Handing type-erased data at runtime - how not to reinvent the wheel?

Question

I'm working on some code which gets data that looks like this:

enum data_type { INT16 = 0, INT32, UINT64, FLOAT, TIMESTAMP };
struct buffer {
    data_type element_type;
    size_t    size; // in elements of element_type, not bytes
    void*     data;
}

(this is simplified; in actuality there are quite a few more types, more fields in this struct etc.)

Now, I find myself writing a bunch of utility code to "convert" enum values to actual types and vice-versa, at compile time. Then I realize I need to do some of that I need to do the same at run-time as well, and with a variable number of buffers... so now, in addition to type-traits-based lookup of values and enum-template-parameter-based lookup of types - I'm writing code which looks up std::type_infos. It's kind of a mess.

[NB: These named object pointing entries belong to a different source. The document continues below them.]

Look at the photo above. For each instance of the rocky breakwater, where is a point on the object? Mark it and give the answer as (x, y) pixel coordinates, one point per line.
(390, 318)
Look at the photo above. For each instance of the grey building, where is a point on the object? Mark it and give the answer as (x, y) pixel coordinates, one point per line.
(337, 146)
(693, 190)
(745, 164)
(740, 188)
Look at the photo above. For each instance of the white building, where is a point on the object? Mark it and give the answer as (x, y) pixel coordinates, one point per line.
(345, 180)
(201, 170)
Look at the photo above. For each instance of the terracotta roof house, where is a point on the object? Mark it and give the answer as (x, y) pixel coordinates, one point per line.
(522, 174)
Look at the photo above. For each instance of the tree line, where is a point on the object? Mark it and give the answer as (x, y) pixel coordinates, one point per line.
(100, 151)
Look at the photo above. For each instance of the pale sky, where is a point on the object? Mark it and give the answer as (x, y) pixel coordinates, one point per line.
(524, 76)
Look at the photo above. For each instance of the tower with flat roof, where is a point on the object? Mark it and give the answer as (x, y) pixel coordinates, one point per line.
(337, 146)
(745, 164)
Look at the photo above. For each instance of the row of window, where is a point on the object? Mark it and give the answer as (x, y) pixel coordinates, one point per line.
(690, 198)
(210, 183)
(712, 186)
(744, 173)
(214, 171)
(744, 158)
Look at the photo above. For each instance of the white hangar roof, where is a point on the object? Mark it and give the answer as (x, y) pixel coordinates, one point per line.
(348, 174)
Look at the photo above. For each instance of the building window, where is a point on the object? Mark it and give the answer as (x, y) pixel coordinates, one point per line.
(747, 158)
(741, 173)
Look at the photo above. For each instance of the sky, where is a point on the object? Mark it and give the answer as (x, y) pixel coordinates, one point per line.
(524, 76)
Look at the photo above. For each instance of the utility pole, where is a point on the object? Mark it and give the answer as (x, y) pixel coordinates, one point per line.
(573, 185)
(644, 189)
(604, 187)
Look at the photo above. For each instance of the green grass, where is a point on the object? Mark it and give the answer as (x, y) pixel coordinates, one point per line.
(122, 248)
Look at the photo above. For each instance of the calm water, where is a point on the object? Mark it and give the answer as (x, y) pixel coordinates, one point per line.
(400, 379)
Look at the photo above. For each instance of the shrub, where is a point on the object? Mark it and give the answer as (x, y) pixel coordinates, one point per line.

But really - I should not be doing this. It's repetitive and I am absolutely sure I'm reinventing the wheel - implementing something which has already been written many times already: Compilers, DBMSes, data file parsers, serialization libraries and so on.

What can I do to minimize my wasted effort on this endeavor?

Notes:

I get these buffers at run time, and cannot just un-erase the type at compile time (e.g. using a type_traits).
I can't change the API. Or rather, I could change whatever I wanted in my code, but I still get data in this layout in memory.
I don't just take such buffers as input, I also need to produce them as output.
I occasionally need to handle many buffers of different at once - even a variable number of them (e.g. foo(buffer* buffers, int num_buffers);.
C++11 solutions are preferred over newer-standard-version ones.
I actually use gsl a lot, so you can use it in your answers if you like. As for Boost - that may be politically difficult to depend on, but for the purposes of a StackOverflow question, it's fine, I guess.

If you can use c++17, you might want to look at std::variant — Chemistree, Oct 31 '18 at 10:09
Yeah, I was gonna point out this can be reduced to a variant of vectors. Unless I'm missing something. — StoryTeller - Unslander Monica, Oct 31 '18 at 10:10
@Chemistree: This doesn't help, because I don't get to change the API (see edit). — einpoklum, Oct 31 '18 at 10:33
A possibly-related old question of mine, not about variants: [Idiom for simulating run-time numeric template parameters?](https://stackoverflow.com/questions/38914655/idiom-for-simulating-run-time-numeric-template-parameters) — einpoklum, Nov 07 '18 at 00:32

score 4 · Answer 1 · answered Oct 31 '18 at 10:54

4

The goal here should be to get back into the C++ type system as fast as possible. To do this, there should be one central function that switches based on the (runtime) data_type and then hands off each case to a (compile-time) template version.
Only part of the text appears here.